2002年07月06日(土)  今年も今年がやってきた。
去年の7月は、今までの人生で5本の指に入るくらいの波乱に満ちた1ヶ月で
 
静かな夜が続いて、初めて会って、海が見える場所で朝日を眺めて、
穏やかな午後を過ごして、やがて夕暮れが訪れて、突如として闇に飲み込まれ、
暗中模索しながら携帯電話を握りしめて、東京に旅立ったという
 
僕意外の人が読んでも何のことだかわからないかもしれないけど、
とにかくいろんな感情が凝縮された1ヶ月だった。
 
あれから1年。
もう、あの午前7時に突如として空から降り注いだスコールのような雨が降ってから1年経つ。
 
3ヶ月経った頃は悪夢だと嘆き
半年過ぎた頃は悲劇だと哀しみ
1年が経過した今はドラマティックだったと遠い目をする。
 
しかし可愛かったなぁ。
今思い出そうとしても、映像に結びつくまでに時間がかかってしまって
しかもその映像の信憑性を考えると多少の疑問が出てくる有様で
あのコの顔は、もはやぼんやりとしたイメージでしか思い出せないけど、
とにかく可愛かったなぁ。
 
初夏の匂いが漂うあの海が見える待合所でガラスを隔てた黒い海を眺めてたキミ。
振り返ると同時にはにかんだような微笑を浮かべたキミ。
小さな顔と、魅力的な瞳と、流れるような鼻と、薄い桜色の唇。

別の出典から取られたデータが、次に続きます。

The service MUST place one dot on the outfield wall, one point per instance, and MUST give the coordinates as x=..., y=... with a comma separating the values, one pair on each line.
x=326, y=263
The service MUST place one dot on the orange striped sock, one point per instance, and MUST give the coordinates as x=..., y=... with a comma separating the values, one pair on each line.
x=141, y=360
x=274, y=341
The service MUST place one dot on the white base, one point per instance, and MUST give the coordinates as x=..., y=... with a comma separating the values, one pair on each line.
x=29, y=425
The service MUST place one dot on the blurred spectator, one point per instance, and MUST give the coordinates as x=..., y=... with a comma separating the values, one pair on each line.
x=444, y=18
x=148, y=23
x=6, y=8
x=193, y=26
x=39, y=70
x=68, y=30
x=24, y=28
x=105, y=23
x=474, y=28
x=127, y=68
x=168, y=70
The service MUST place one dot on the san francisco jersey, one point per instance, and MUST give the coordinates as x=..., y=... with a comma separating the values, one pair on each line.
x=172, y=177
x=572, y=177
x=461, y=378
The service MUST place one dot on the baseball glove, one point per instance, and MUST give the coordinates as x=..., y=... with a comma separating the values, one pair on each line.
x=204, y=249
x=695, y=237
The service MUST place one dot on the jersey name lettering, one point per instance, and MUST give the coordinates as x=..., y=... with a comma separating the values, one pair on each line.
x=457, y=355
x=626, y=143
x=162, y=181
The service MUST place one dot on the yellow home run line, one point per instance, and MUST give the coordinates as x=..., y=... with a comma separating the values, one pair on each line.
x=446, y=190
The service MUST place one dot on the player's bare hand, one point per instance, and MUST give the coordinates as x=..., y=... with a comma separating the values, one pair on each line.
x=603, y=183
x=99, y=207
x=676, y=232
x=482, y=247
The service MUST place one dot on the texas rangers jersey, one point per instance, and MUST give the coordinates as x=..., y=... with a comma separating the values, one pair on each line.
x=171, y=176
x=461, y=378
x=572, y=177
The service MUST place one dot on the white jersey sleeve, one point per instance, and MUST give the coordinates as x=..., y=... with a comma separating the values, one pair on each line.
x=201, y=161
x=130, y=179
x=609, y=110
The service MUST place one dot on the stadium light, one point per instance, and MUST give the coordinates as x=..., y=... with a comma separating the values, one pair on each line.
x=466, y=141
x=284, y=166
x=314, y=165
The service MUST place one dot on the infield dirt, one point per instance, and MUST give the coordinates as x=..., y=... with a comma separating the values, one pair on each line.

耳の形は覚えていない。
 
あれから1年。
片思いをしたり、彼女ができたり、別れたり、不倫をしたり、別れたり
結構刺激的な毎日を送っていたら、もう1年も経ってしまった。
 
あの夏と比べると、今の僕は確実に汚れきってしまったけど、
キミだけは、変わらずに、毎日を過ごしていることを願っています。
最近ね、自分が壊れていくのがわかるんです。
 
今年の夏は、どんな出来事が待っているのかなぁ。